The deligthful art will keep you engaged, even at the slowest moments (occasionally the film feels like it could have been edited for a slightly faster pace). The film’s orchestral soundtrack conveys the historical and fabular nature of the film. At times it swells  menacingly, other times it tinkles both gleefully and slighty ghoulishly when the kodama or spirits of the trees (kind of like Druids) appear.

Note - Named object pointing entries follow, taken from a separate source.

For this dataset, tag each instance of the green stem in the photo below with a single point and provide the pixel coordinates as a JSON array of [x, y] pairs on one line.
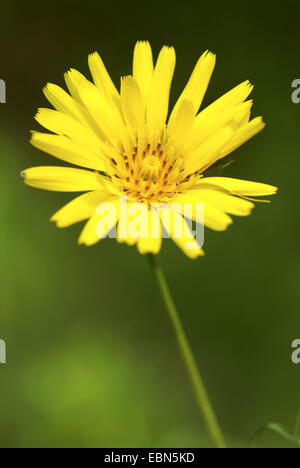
[[188, 357]]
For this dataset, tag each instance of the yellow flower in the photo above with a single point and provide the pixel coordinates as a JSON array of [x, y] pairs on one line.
[[130, 151]]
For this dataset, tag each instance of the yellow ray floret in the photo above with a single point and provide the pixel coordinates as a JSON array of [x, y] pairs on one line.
[[143, 174]]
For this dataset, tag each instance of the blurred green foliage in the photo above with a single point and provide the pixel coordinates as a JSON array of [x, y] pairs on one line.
[[91, 358]]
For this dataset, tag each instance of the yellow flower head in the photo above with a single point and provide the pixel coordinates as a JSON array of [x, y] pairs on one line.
[[135, 154]]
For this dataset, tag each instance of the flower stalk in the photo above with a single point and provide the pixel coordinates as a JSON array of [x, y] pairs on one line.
[[192, 369]]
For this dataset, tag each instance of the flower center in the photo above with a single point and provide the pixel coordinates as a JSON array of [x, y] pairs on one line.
[[150, 168]]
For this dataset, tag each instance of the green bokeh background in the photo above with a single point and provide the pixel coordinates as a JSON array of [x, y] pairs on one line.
[[91, 358]]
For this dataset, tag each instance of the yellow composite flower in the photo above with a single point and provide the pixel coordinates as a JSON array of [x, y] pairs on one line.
[[129, 147]]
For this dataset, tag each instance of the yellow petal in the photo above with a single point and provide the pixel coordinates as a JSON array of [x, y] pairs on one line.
[[63, 102], [101, 78], [198, 82], [240, 187], [132, 103], [151, 242], [218, 113], [63, 124], [62, 179], [221, 200], [79, 209], [106, 117], [74, 80], [213, 217], [209, 151], [143, 67], [178, 229], [183, 120], [63, 148], [158, 102], [233, 116]]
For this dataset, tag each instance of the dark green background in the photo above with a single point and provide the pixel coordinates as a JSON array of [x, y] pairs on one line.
[[91, 357]]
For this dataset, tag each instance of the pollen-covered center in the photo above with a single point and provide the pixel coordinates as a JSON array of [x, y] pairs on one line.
[[150, 168], [149, 172]]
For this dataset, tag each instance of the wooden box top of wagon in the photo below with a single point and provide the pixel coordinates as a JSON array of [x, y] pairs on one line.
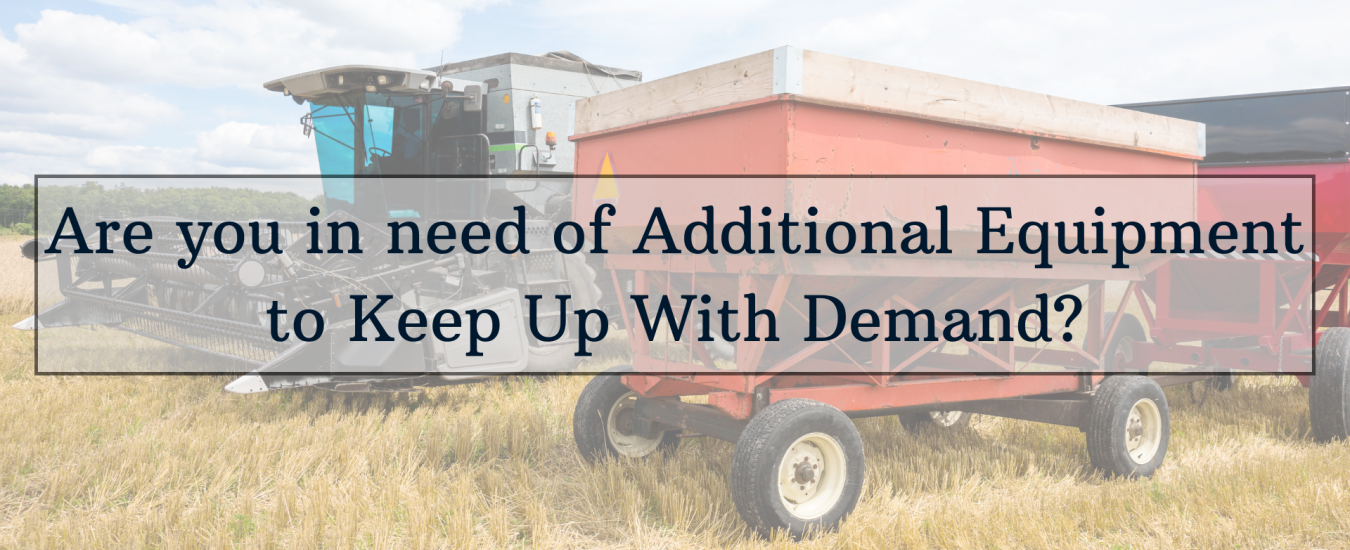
[[821, 120], [863, 85]]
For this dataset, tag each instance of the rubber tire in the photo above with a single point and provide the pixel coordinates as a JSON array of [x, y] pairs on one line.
[[585, 296], [917, 420], [1329, 392], [1130, 327], [755, 465], [1107, 418], [591, 415]]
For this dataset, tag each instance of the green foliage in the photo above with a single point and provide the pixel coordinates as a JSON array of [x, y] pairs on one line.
[[15, 207], [92, 200]]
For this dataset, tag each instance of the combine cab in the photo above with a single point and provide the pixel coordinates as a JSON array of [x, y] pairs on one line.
[[393, 145]]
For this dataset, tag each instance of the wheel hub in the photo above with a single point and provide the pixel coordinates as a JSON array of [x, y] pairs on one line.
[[624, 420], [618, 427], [1144, 431], [810, 476], [805, 460]]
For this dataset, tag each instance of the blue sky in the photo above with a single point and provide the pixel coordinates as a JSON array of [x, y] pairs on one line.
[[158, 87]]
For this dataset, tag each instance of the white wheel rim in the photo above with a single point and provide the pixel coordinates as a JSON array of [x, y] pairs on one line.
[[620, 430], [812, 476], [945, 419], [1144, 431]]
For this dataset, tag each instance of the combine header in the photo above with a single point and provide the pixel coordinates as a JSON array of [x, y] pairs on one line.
[[465, 143]]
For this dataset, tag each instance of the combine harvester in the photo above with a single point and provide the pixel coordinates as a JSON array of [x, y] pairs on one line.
[[466, 142], [789, 129]]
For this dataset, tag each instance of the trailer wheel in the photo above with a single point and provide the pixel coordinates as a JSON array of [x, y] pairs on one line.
[[798, 466], [602, 420], [1126, 334], [1329, 392], [942, 419], [1127, 426]]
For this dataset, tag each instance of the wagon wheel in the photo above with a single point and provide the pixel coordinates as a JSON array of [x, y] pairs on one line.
[[798, 466], [1129, 426], [1329, 392], [602, 423]]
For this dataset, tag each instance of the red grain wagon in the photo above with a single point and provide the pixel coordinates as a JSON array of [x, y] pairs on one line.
[[807, 131]]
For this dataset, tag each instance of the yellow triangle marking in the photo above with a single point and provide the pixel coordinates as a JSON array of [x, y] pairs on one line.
[[606, 187]]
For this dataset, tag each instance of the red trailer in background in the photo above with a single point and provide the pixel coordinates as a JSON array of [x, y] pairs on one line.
[[810, 133], [1256, 138]]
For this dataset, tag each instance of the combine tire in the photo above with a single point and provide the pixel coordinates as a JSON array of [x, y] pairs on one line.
[[602, 423], [1127, 426], [1329, 392], [798, 466]]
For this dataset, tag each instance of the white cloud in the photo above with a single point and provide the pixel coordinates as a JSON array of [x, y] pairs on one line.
[[83, 93], [87, 93], [278, 149], [239, 43]]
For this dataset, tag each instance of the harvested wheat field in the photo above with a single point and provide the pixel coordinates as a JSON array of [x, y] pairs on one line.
[[174, 462]]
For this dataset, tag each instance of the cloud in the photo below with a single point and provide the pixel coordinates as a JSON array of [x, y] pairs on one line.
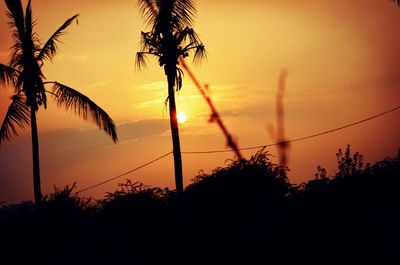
[[74, 57]]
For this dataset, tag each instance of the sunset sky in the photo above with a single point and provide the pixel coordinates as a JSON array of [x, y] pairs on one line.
[[343, 63]]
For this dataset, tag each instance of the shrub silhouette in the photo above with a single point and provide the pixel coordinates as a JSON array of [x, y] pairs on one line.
[[246, 212]]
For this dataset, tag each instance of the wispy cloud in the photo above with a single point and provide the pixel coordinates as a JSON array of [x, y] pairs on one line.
[[74, 57]]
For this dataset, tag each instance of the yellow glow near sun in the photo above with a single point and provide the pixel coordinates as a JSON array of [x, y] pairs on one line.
[[181, 117]]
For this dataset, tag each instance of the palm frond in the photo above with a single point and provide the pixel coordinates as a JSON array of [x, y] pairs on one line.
[[200, 54], [149, 10], [140, 61], [18, 114], [83, 107], [8, 75], [16, 15], [50, 48], [28, 20]]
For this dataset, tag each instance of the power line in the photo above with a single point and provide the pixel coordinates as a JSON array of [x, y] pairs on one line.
[[298, 139], [244, 149], [124, 174]]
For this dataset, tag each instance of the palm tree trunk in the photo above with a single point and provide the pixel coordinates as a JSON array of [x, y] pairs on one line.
[[175, 131], [35, 157]]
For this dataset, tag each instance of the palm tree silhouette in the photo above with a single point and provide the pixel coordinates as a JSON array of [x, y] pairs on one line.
[[24, 73], [170, 38]]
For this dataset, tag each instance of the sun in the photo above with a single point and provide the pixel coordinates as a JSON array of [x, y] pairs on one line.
[[181, 117]]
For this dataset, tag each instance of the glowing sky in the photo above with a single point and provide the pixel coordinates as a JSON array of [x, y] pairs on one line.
[[342, 58]]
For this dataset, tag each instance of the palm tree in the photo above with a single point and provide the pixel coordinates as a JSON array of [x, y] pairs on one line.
[[170, 38], [24, 73]]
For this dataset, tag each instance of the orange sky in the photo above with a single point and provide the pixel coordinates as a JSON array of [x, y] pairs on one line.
[[342, 58]]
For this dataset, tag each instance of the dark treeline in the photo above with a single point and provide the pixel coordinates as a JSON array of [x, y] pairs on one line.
[[245, 213]]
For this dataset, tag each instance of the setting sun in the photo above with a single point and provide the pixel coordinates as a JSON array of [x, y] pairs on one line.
[[181, 117]]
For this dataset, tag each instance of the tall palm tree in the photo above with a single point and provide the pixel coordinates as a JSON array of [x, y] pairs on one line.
[[24, 73], [170, 38]]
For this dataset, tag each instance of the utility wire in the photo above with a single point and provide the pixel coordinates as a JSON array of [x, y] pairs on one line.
[[124, 174], [244, 149], [299, 139]]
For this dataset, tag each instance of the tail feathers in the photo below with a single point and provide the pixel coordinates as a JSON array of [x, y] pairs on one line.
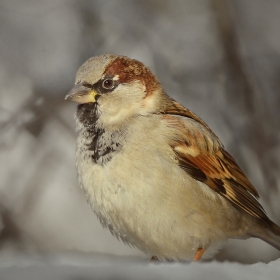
[[272, 236], [275, 229]]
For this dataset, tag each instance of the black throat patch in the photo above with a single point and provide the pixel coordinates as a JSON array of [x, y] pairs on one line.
[[102, 145]]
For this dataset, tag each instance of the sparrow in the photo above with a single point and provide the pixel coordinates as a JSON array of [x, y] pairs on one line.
[[153, 172]]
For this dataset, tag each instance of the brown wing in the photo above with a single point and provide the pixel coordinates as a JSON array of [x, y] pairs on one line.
[[200, 153]]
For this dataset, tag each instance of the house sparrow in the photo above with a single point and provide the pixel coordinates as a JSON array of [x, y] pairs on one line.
[[153, 172]]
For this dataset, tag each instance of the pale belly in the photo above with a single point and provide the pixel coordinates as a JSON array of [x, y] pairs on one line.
[[167, 216]]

Kodama in Princess Mononoke.

The kodama were fascinating to me.  Like the Wil’o Whisps in Brave, they lead Ashitaka through the forest.  He has to trust that they will guide him safely and that they are friendly as they don’t talk. A small lesson about letting nature guide our human behavior.

There is a lot to unpack in this film about industrialization’s toll on the natural world. Beyond that there are all of the folkloric connections to Japanese culture and the fascinating ways in which we can see the same characters and themes in Western culture. And wonderful commentary to be made about a tale full of magic in which the prince and princess become good friend, but respect each other’s dreams and part, as good friends, at the end of the film. Princess Mononoke, for that is who San is, is a princess we can cheer–she is fierce, strong, determined, kind, smart, and loyal. She falls for Ashitaka, sort of, but I think what really happens is that she recognizes her own humanity in his and is able to empathize.  Certainly we can aspire for our own daughters to have such qualities.

Happy Feet and Wall-E also have strong environmental lessons and questions embedded in engaging stories. As a film scholar, I know there’s a paper in there somewhere.  As a mom, I wonder if kids take these ideas to heart more than the generations that precede them has done.

As we left the theater and got smacked by +100 degree heat, I couldn’t help but think about global warming, Charlotte’s concern with it, and what kind of world we’re leaving to her generation. The folks at Studio Ghibli have been thinking about this for more than +20 years. Too bad the rest of us haven’t caught up with them.

I was worried that Princess Mononoke would be bit too long for 7-year old Culture Sprout, but she was riveted. We definitely recommend seeing this if you have the chance.